A survey of C-suite executives by NewVantage Partners found that the main hurdle for nearly two-thirds was their people, with a third blaming ‘process’. Only 7.5 percent mentioned technology.
No wonder that LinkedIn rated AI engineering as the most in-demand skill of 2022, with analytics and data science not far behind.
‘Bigger data’ is now so all-pervasive that there are few jobs where it doesn’t play an increasing role. In every aspect of life, people have to be attuned to both its opportunities and dangers. Hyperscale should be on everyone’s radar.
Particularly if your enabled egg tray is conspiring with the kettle to steal your identity.
The war in Ukraine is being fought, at least partly, by rival AI platforms analyzing real-time data to devise drone strike strategy, misinformation campaigns, artillery targeting and intercepting enemy missiles.

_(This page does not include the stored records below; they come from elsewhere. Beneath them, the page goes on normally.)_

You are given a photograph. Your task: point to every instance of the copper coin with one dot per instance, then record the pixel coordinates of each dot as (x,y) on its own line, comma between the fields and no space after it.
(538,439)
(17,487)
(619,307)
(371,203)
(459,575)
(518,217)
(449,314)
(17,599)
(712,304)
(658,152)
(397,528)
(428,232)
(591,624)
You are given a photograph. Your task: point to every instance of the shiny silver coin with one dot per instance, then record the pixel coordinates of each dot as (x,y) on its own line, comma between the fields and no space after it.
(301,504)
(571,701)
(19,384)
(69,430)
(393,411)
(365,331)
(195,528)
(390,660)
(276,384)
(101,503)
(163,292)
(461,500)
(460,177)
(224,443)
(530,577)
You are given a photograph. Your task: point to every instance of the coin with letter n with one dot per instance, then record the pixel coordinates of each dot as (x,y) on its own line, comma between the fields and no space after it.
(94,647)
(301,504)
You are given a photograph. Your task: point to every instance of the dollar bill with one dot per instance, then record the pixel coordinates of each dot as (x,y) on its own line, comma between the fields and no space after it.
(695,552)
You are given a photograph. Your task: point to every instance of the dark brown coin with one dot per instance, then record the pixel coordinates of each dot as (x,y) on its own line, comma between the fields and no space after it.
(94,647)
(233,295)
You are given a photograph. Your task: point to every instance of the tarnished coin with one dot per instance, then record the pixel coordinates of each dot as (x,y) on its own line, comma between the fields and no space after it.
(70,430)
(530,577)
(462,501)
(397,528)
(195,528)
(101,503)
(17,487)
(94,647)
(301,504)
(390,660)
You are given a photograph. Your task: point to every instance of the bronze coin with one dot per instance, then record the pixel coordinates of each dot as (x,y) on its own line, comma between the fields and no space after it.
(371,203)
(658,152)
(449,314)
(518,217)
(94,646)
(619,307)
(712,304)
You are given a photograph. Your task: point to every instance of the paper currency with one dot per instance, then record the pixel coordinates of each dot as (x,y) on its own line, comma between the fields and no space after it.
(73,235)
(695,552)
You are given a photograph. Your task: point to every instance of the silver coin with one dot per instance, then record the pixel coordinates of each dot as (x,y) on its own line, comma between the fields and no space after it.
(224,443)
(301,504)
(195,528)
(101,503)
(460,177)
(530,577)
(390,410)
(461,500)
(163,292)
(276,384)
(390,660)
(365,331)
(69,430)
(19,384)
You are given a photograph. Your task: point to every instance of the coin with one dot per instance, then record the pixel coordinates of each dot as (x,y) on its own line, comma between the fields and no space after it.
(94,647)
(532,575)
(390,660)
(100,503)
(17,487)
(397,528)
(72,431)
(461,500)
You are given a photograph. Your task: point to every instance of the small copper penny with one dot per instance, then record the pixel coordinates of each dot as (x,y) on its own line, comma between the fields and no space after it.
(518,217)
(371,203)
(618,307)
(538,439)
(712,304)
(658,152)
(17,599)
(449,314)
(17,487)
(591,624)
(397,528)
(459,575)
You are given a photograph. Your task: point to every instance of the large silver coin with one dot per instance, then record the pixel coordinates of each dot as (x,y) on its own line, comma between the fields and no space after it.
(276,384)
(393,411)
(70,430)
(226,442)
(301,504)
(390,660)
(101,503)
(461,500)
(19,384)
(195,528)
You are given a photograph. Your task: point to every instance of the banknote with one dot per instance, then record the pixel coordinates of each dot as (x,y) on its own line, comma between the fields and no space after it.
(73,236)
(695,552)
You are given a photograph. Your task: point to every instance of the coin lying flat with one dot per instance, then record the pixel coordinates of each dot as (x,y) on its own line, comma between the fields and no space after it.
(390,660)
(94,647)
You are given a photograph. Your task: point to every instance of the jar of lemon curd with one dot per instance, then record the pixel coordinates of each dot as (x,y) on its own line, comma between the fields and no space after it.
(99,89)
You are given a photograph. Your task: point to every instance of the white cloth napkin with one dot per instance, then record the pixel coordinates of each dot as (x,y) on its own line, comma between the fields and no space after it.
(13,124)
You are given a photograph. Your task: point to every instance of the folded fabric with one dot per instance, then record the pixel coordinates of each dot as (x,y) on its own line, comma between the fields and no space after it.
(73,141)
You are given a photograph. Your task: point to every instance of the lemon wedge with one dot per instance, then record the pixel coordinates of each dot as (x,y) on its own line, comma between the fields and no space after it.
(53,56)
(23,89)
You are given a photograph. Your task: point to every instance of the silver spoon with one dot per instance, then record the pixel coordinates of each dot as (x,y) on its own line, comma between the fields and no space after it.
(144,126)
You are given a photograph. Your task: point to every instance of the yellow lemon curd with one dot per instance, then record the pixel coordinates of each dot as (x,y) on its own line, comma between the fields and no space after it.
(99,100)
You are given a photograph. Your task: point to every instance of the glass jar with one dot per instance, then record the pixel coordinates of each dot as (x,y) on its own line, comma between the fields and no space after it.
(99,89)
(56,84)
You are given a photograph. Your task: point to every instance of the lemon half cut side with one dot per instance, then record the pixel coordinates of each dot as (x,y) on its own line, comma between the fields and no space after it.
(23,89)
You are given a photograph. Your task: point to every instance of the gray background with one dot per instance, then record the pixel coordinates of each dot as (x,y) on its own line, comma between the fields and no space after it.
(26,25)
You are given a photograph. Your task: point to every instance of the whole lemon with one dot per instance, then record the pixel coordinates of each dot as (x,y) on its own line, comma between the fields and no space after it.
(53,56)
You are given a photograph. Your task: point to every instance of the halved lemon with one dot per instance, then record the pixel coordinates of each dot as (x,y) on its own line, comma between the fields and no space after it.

Processing enormous amounts of intelligence from thousands of sources is at the heart of every aspect of the conflict, argues the Ukrainian army’s Head of Cyber Security and AI Development Pavlo Kryvenko.
“It now cannot be successfully resolved without the use of the latest weapons, modern intelligence, data transmission and destruction systems [containing] artificial intelligence, at least in part,” he said.
“AI processes huge amounts of data extremely quickly so it takes significantly less time to make decisions before or during operations. It’s also much easier to control troops and weapons.”